Pierce initially performs defiance—calling researchers “fascist cucks,” insisting on his screen name “Kektagon,” speaking in internet vernacular (“lol” pronounced aloud). This posturing reflects someone accustomed to consequence-free trolling, where words are performance rather than commitment.
Dr. Dietz’s revelation—”This little joke of yours has changed steel into balsa wood and people into invertebrates”—shatters Pierce’s detachment. His response shifts from mockery to desperate justification: “It was supposed to be a joke. It was funny.” The repetition reveals someone trying to reconcile intent with outcome, to maintain the boundary between prank and atrocity.
When Pierce learns the Foundation conducted 46 successive transformations on a human subject, his final statement carries genuine moral weight: “I’m not a murderer.” This declaration matters because it’s true. Pierce created an absurdist toy. Foundation researchers chose to fire it repeatedly at a restrained human being until he became an earthworm.
The philosophical question becomes: Who bears responsibility when a joke becomes a weapon? Pierce created the potential for harm through negligence—giving his brother an anomalous object without warning. The Foundation actualized that harm through deliberate, systematic application. Both share culpability, but the moral scales tip heavily toward the institution that transformed satire into torture.
Pierce’s final words—”Just get out of my cell”—suggest someone who has lost faith in explanation. He cannot make the Foundation understand that some things should remain jokes. The interrogation ends not with resolution but with mutual incomprehension: the anartist who thought reality manipulation was harmless, and the researchers who see every anomaly as a potential tool.
Frequently Asked Questions
Could SCP-3108 neutralize dangerous SCPs?
The Foundation explicitly forbids cross-testing SCP-3108 with other anomalous objects. While theoretically it could “nerf” dangerous entities, the subjective nature of transformations makes outcomes unpredictable. A Keter-class entity might become “worse” in ways that increase rather than decrease threat level—imagine SCP-682 transformed into something the wielder considers inferior but equally indestructible.
Why can’t the Foundation disassemble SCP-3108?
The gun’s self-preservation mechanism transforms any tool attempting disassembly into broken or fake equivalents. This suggests either programmed reality-anchoring by Pierce or emergent defensive behavior. One researcher’s bare hands became empty rubber gloves during attempted manual disassembly, indicating the anomaly interprets any deconstruction attempt as an attack requiring neutralization.
What happened to Nathan Pierce after interrogation?
Foundation records designate Pierce as POI-6897 (Person of Interest) rather than a contained SCP, suggesting he remains in custody for information extraction regarding other GAW creations. His fate likely involves indefinite detention in humanoid containment, standard protocol for reality benders who pose security risks but haven’t committed directly violent acts.
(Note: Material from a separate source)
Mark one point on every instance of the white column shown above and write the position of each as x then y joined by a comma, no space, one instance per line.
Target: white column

Are SCP-3108’s transformations permanent?
Test logs indicate transformations are permanent and biologically stable. The Coke-to-Pepsi reversal occurred only because the gun was fired again at the transformed object. D-3578 remained an earthworm after testing ceased. No spontaneous reversions have been documented, suggesting SCP-3108 rewrites reality rather than applying temporary effects.
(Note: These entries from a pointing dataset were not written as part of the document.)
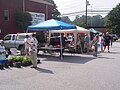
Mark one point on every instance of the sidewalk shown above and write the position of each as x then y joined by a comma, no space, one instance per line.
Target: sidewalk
77,72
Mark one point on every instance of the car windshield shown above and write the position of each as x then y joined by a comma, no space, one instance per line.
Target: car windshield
21,37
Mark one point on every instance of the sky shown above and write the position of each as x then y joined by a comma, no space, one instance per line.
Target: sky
71,6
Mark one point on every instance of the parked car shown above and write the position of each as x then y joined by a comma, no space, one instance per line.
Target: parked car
115,37
17,41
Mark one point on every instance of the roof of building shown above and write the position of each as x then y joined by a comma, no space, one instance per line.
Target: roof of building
42,1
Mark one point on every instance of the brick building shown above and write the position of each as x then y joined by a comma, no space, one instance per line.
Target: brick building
8,8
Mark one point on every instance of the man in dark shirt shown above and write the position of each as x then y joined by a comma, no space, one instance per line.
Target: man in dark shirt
107,39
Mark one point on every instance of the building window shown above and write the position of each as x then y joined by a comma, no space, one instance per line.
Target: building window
6,15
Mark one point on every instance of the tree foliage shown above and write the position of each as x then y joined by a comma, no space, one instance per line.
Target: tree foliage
96,20
114,19
23,19
66,19
55,12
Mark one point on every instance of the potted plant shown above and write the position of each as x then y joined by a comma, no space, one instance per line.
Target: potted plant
26,61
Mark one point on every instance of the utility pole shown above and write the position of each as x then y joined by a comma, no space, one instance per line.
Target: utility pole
87,3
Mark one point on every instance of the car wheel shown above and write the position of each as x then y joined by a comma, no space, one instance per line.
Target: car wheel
21,48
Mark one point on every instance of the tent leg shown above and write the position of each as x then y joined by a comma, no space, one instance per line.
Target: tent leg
61,47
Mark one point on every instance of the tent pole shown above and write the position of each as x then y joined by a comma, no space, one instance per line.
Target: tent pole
61,47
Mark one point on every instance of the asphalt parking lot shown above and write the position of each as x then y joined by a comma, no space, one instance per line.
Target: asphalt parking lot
76,72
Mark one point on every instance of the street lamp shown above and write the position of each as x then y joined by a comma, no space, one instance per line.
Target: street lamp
87,4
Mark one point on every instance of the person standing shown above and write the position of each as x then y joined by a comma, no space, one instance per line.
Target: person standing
33,51
101,41
107,39
95,44
86,43
27,44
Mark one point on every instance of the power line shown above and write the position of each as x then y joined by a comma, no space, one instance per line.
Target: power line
88,12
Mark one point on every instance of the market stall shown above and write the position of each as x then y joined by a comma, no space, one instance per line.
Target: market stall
52,24
75,32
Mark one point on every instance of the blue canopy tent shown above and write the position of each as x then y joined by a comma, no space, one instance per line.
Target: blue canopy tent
94,31
51,24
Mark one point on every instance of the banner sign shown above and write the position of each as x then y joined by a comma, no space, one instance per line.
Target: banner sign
37,17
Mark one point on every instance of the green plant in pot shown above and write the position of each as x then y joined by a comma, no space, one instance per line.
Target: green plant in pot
17,64
26,61
11,60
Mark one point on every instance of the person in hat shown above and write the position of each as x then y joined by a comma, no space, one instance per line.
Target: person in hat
107,39
33,51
What’s the worst thing SCP-3108 has created?
Beyond the D-3578 earthworm transformation, the test logs mention “visible evidence of maiming, disease, or disability” during the 46-shot sequence. The Foundation redacted specific details, but the progression through evolutionary ancestors, injured states, and finally invertebrate form represents systematic dehumanization. The “worst” creation isn’t a single result but the institutional decision to keep firing.